To my surprise, you could buy steel mill buildings and accessories mainly from Walthers.
Yes, I drool over their kits too. Unfortunately in addition to not having the room to set up a project like that, I also can't really afford to sink anymore money into the project than I already have. So I was planning on building my steel mill and blast furnace from scratch materials. I actually have a full woodworking shop which make would make the fabrication easier. But there's still the problem of storing the modules between working on them. I was even thinking about hanging shelves from the ceiling of the shop where I could use a pulley system to life and lower the modules as I work on them so I could store them out of the way. But then there's the job of having to build the whole pulley shelf system. It might actually be just as easy to build another shed devoted to the MRR project. That's really no joke either, because I can actually build sheds pretty quickly. I have a sawmill and plenty of trees for making lumber, so materials are not a problem. But then we're talking about taking some serious time just to build the shed. There's always a trade-off to be made.
But yeah, I too love the Walther's kits. Although my modular layout is such as space-miser that a full-scale HO building would probably be too large to fit on my modules. That's another reason for making my own from scratch.
A very bright guy ... Gregg Berman ... figured out that an Arduino with a motor shield could generate the ones and zeros on the DCC track using the built-in PWM capability of the microcontroller.
The PWM (Pulse Width Modulation) is a fairly well-known technology. The Arduino boards have PWM pins that can be used to customize pretty much whatever type of PWM signals you would like to produce. You can also do the same thing using simple LM555 timer chips. The nice thing about the Arduino is that it allows you to also write fairly sophisticated programs to control the layout. Couple that with a Laptop that communicates with the Arduino and your programming capability goes through the roof.
By the way, in addition to the Arduino series of microcontrollers, there's also STM-32 boards that have very similar functionality. They can even be programmed using the Arduino IDE. The nice thing about the STM-32 boards is that they tend to be smaller in size and fit more easily inside of HO rolling stock.
In terms of leaning how to program them they are basically identical to the Arduino boards. The only difference is typically pin names. So you might need to modify some programs to a small extent to get them to work properly on an STM-32 board.
Every time someone posts about their MRR ambitions it always rekindles my desire to finish mine. But like I say, I need to solve the space problem before I could really make any progress on any actual construction.
I have a confession to make too.
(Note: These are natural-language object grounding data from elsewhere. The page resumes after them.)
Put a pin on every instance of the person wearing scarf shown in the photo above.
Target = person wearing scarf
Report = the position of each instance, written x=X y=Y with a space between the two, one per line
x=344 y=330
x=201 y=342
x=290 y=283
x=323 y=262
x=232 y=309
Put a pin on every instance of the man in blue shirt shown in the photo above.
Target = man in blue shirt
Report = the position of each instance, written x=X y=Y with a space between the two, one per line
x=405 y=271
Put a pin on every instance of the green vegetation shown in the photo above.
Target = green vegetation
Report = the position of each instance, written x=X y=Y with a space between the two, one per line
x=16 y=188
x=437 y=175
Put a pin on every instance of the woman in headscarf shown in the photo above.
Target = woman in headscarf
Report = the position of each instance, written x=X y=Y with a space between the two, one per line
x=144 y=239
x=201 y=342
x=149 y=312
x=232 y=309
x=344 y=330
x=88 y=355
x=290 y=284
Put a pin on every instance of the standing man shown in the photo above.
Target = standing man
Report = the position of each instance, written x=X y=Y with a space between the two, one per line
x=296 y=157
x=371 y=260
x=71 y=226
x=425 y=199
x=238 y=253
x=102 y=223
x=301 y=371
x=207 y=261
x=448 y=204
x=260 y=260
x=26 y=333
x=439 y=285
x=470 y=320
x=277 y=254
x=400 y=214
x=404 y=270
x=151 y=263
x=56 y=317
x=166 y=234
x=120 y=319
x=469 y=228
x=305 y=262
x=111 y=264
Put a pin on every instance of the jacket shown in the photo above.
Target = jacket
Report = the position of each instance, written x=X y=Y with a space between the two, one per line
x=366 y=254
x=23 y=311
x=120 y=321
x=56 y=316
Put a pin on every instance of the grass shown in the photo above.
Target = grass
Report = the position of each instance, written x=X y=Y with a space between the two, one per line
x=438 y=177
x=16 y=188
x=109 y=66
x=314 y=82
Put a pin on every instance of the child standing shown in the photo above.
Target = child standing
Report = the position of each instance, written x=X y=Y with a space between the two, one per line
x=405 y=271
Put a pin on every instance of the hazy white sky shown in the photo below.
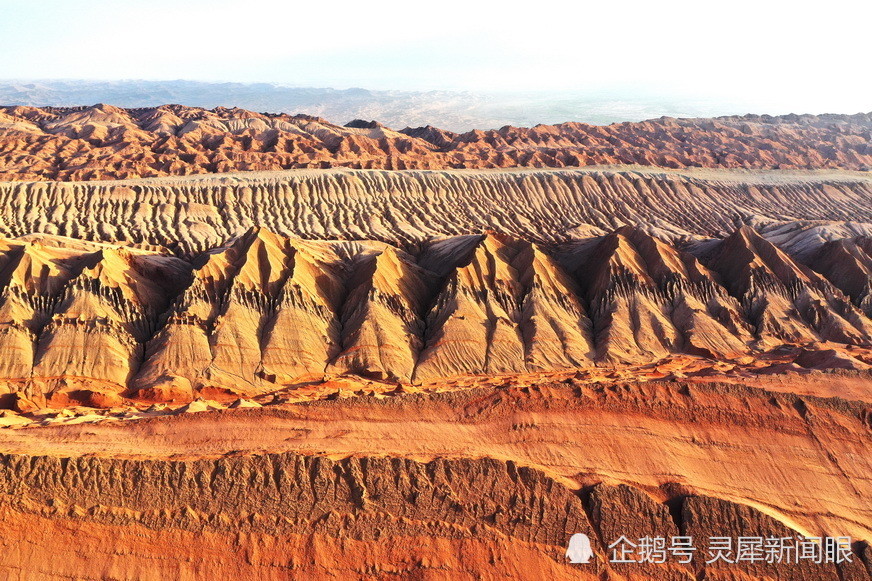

When the HO project got put on hold due to lack of space, I got interested in G-scale or "Garden Trains". The idea that I could build a Garden Train outside in the yard where room wouldn't be a consideration. 😊
So I actually have an entire outdoor Garden Train layout drawn up too. 🤣
In fact, not only do I have the plans drawn up, but I even have the Garden Trains!
Another nice thing about the Garden Trains is that I was going to have them battery operated. In this way the track itself would not need to be electrified. The power for the engine would come from the batteries carried within the train itself. And the train would then be controlled via WiFi from a notebook computer.
Another dream sitting in my attic. And so life goes on. I think I have 5 complete G-Scale garden trains in the attic. I bought them cheap at flea markets. So not a lot cash invested. In fact, if I emptied my attic out from all trains up there I'd probably have a place to build a MRR. Maybe that's what I should be working on.